When you narrowly escape death, you either treat it with flippant disregard or the utmost gravity. I took the latter school of thought. True, I had narrowly escaped death many a time with my friends, but this was the first time I’d nearly seen death’s hoof pointed at me from the consequence of my own actions. It caused me to do a lot of reevaluating about my worldview.
When I was ill, I had become obsessed with removing the last doll inside of me. I thought that if I could somehow yank that out from inside me, I would lead a new, pure life in which the darkness could not touch me. I had deluded myself into believing that once she was gone, I would be okay, and all of this turmoil inside of me would be gone. But I know now that even if I had somehow managed it, the turmoil would still be there, because I was still there. My eating disorder was a manifestation of problems I had kept buried for such a long time that they were desperate to find a way out. Instead of working on them, I pulled the gossamer curtain over them by focusing on food and emptiness and calories. I did not want to look and see what was underneath because I was ashamed they even existed.
But I know now that the solution isn’t removing the last doll inside of me. It is working through all the dolls that make me up, and trying to understand myself better in order to face my problems. It is looking those problems squarely in the eye and telling them that they do not rule my life. It is learning to live with my illness, and the wreckage that I have done to my body. It is learning how to show myself the generosity I show to my friends, and the kindness my friends show to me.

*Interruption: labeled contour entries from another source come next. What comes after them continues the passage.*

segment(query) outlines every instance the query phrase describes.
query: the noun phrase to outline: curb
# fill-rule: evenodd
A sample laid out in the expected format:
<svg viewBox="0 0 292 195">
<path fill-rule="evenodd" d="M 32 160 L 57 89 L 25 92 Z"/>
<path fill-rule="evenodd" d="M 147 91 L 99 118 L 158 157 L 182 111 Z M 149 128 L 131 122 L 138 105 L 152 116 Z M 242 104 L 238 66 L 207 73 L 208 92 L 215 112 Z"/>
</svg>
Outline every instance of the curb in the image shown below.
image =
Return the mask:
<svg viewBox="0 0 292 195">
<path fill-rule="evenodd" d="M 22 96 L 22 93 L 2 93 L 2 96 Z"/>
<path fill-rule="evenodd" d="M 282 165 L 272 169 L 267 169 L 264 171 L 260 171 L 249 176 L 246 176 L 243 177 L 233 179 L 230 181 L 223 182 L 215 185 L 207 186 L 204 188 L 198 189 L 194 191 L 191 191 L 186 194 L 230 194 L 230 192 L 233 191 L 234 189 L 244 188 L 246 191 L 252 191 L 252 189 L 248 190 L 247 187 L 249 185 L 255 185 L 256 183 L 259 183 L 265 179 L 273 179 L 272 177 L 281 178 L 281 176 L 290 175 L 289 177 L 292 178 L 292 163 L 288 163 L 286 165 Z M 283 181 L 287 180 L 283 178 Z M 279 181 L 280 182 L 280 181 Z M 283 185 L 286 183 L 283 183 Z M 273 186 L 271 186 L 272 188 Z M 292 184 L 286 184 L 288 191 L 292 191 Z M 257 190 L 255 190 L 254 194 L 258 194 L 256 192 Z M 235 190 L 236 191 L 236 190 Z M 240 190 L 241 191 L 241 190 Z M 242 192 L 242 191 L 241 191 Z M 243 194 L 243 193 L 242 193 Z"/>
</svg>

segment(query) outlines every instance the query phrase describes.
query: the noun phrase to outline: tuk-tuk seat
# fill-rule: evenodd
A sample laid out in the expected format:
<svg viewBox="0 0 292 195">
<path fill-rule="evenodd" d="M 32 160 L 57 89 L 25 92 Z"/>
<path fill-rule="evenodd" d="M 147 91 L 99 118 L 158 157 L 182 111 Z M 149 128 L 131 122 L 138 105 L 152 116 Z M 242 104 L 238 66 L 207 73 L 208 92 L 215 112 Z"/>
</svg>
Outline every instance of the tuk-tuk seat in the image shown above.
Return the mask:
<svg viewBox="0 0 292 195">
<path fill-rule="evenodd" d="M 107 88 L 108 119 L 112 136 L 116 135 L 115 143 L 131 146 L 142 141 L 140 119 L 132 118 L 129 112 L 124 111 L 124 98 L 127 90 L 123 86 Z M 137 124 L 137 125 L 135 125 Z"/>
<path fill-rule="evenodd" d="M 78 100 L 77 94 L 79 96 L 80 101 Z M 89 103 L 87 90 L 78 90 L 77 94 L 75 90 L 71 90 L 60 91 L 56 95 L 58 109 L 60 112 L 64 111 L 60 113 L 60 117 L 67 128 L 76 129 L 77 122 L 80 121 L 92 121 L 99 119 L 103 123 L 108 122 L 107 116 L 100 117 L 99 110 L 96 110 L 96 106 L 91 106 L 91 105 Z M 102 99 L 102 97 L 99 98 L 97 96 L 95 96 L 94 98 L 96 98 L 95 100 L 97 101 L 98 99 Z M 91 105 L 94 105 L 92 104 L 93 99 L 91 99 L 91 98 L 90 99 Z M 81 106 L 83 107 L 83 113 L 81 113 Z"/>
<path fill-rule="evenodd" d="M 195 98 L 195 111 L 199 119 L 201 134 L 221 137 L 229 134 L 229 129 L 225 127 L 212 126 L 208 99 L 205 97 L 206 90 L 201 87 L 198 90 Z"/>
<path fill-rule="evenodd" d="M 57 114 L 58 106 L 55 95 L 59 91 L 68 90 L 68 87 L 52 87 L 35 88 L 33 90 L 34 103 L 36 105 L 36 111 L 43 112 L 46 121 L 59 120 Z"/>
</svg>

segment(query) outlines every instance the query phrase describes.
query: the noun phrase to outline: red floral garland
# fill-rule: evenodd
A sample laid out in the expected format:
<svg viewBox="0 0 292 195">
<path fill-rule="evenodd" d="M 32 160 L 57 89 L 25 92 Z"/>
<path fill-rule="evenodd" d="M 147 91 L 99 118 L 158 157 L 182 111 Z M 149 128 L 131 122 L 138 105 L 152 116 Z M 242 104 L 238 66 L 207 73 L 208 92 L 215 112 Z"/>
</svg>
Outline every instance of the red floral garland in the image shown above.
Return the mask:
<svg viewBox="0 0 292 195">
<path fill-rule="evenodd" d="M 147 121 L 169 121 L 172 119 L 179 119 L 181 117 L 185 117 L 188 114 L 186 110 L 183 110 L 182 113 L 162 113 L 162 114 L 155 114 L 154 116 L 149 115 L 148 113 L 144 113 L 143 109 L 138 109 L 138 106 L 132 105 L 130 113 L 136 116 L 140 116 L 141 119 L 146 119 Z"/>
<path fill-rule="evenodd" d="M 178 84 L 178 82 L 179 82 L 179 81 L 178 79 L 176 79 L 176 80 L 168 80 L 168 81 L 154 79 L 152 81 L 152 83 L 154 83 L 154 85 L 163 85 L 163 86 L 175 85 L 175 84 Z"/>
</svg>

Some days it is very difficult to do this. Some days the voice of Ana screams in my head to tell me how fat I am, that I am committing a cardinal sin by eating my lunch that day. In those moments with such a loud, domineering voice in my head, it would be easy to fall back into the world of the mirror, to pay homage to the beautiful pony in the mirror who constantly tells me I have to get thinner, and I will attain everything I want in this life. It would be easy to fall back into my pattern of self torment. In those very bleak moments, I remember the faces of my friends as they cried when I was in the hospital, and the smiles they gave me when I came home from treatment after three months.

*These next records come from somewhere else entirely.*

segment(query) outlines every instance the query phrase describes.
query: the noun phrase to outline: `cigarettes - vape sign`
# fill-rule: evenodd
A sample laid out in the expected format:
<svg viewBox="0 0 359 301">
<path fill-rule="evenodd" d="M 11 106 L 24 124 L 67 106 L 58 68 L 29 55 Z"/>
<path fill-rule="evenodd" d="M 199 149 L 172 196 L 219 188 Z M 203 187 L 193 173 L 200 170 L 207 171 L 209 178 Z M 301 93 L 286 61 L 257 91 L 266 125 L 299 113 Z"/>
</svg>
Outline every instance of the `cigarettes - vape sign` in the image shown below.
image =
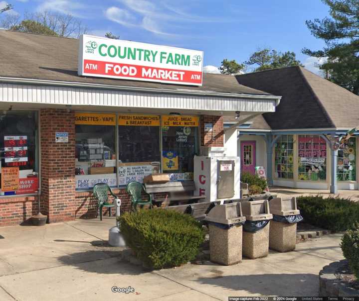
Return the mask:
<svg viewBox="0 0 359 301">
<path fill-rule="evenodd" d="M 203 52 L 83 35 L 79 75 L 202 86 Z"/>
</svg>

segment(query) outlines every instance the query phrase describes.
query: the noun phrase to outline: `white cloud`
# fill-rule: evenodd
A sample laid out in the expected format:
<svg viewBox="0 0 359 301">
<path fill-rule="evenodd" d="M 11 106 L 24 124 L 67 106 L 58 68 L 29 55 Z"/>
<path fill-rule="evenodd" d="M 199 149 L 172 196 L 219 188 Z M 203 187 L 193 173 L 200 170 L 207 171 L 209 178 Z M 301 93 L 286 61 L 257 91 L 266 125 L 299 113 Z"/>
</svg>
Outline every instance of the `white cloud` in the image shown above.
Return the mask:
<svg viewBox="0 0 359 301">
<path fill-rule="evenodd" d="M 84 18 L 84 10 L 88 6 L 81 3 L 70 0 L 47 0 L 40 4 L 38 11 L 50 10 L 61 13 L 70 14 L 77 18 Z"/>
<path fill-rule="evenodd" d="M 217 67 L 210 65 L 203 66 L 203 72 L 204 73 L 215 73 L 216 74 L 220 73 Z"/>
<path fill-rule="evenodd" d="M 310 56 L 304 61 L 304 68 L 313 73 L 324 77 L 323 72 L 319 69 L 319 65 L 325 63 L 327 58 L 316 58 Z"/>
<path fill-rule="evenodd" d="M 105 16 L 109 19 L 125 26 L 136 26 L 136 17 L 126 9 L 116 6 L 109 7 L 105 12 Z"/>
</svg>

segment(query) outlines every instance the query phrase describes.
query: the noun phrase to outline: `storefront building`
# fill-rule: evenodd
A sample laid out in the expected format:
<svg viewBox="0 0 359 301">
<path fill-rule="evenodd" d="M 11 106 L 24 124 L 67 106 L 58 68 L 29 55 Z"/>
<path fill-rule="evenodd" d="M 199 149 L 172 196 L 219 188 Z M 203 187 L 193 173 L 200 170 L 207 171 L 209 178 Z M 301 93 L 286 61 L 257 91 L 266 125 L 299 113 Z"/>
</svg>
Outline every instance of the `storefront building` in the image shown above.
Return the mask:
<svg viewBox="0 0 359 301">
<path fill-rule="evenodd" d="M 38 201 L 48 222 L 96 217 L 99 182 L 128 210 L 128 183 L 158 172 L 193 181 L 194 156 L 223 148 L 224 116 L 280 101 L 202 75 L 200 52 L 83 38 L 0 30 L 0 226 L 26 221 Z M 119 59 L 125 49 L 131 64 Z"/>
<path fill-rule="evenodd" d="M 359 125 L 359 97 L 301 67 L 236 77 L 243 85 L 282 96 L 275 112 L 240 123 L 225 117 L 225 135 L 226 128 L 236 124 L 242 171 L 253 173 L 263 166 L 275 186 L 358 189 L 358 132 L 337 153 L 331 143 Z"/>
</svg>

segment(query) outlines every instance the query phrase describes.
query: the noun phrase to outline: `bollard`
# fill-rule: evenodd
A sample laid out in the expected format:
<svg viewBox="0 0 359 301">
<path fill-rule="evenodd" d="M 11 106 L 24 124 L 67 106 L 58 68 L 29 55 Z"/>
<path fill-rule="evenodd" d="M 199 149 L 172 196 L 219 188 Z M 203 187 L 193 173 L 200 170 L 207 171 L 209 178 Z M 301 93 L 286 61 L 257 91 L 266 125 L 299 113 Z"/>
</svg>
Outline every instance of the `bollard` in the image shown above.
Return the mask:
<svg viewBox="0 0 359 301">
<path fill-rule="evenodd" d="M 120 231 L 120 222 L 118 220 L 118 218 L 121 214 L 120 211 L 121 200 L 116 199 L 114 201 L 116 208 L 116 225 L 112 227 L 109 230 L 109 244 L 112 247 L 125 247 L 126 242 L 122 234 Z"/>
</svg>

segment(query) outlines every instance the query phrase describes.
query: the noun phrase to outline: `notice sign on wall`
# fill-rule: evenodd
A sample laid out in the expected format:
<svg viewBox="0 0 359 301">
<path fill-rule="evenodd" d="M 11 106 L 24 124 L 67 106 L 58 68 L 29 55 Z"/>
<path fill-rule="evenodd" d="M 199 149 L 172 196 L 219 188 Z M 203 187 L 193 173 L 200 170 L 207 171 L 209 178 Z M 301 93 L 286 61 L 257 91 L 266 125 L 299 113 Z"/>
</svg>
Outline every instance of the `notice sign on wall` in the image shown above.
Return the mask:
<svg viewBox="0 0 359 301">
<path fill-rule="evenodd" d="M 156 115 L 121 114 L 119 115 L 119 125 L 160 126 L 160 116 Z"/>
<path fill-rule="evenodd" d="M 19 168 L 1 168 L 1 191 L 14 191 L 19 188 Z"/>
<path fill-rule="evenodd" d="M 162 116 L 162 126 L 198 126 L 198 116 L 189 115 L 164 115 Z"/>
<path fill-rule="evenodd" d="M 79 39 L 79 75 L 202 85 L 203 52 L 108 39 Z"/>
</svg>

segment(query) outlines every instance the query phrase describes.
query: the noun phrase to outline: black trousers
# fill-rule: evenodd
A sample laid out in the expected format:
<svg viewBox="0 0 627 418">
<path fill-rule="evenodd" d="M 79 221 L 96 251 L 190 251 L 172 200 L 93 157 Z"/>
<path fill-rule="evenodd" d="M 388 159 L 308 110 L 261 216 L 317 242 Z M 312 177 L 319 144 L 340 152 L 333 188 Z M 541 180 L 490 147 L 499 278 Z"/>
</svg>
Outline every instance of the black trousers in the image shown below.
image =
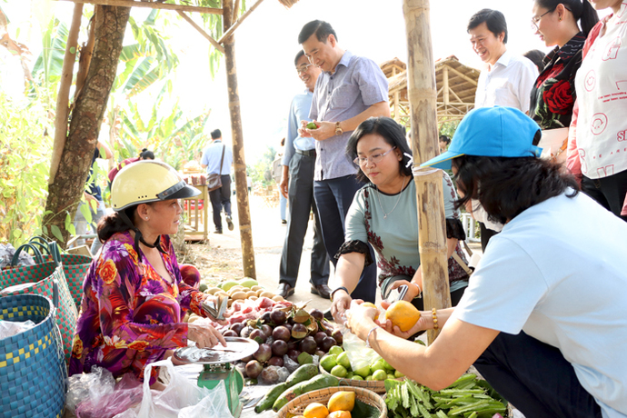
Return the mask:
<svg viewBox="0 0 627 418">
<path fill-rule="evenodd" d="M 562 352 L 524 333 L 499 333 L 474 366 L 527 418 L 602 416 Z"/>
<path fill-rule="evenodd" d="M 222 216 L 220 213 L 224 208 L 224 214 L 231 216 L 231 176 L 223 174 L 220 176 L 222 187 L 209 192 L 209 200 L 214 211 L 214 224 L 216 231 L 222 231 Z"/>
<path fill-rule="evenodd" d="M 627 194 L 627 170 L 603 178 L 582 178 L 582 192 L 594 199 L 608 211 L 623 221 L 627 215 L 621 215 Z"/>
<path fill-rule="evenodd" d="M 320 226 L 318 209 L 314 199 L 314 170 L 315 156 L 294 154 L 290 160 L 290 183 L 287 188 L 289 202 L 287 231 L 281 254 L 279 282 L 296 285 L 301 265 L 303 243 L 307 234 L 309 214 L 314 212 L 314 244 L 312 246 L 310 279 L 312 284 L 329 282 L 329 257 Z"/>
<path fill-rule="evenodd" d="M 354 175 L 314 182 L 314 196 L 318 206 L 320 223 L 326 253 L 333 265 L 337 264 L 335 254 L 344 243 L 344 220 L 353 203 L 355 192 L 363 183 Z M 370 256 L 374 260 L 374 252 L 370 248 Z M 359 277 L 357 287 L 351 294 L 353 299 L 363 299 L 374 303 L 376 297 L 376 263 L 365 267 Z"/>
</svg>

Most ponies will tell you that to get better for external things is not a good idea. To base your drive to get well on things that are not finite is not advisable, because if they are gone, you will lose that motivation, so you should get better for yourself. I have to politely disagree with that point. Speaking from personal experience, I have never particularly given myself any real value beyond my career and my friends. Beneath my bravado, I have seen myself as a cipher. So living for myself, whom I have still not yet learned how to love in totality, did not make sense to me. But living for the friends who love me, for the family who never gave up on me, and for the ponies who may one day benefit from my story were what kept me going.
I will never be able to remove the darkness which has taken root inside me. I have accepted that. What I can do is try and make peace with myself in hopes that maybe, just maybe a bit of that light can reach the last doll inside of me, and finally let the light in for her at last.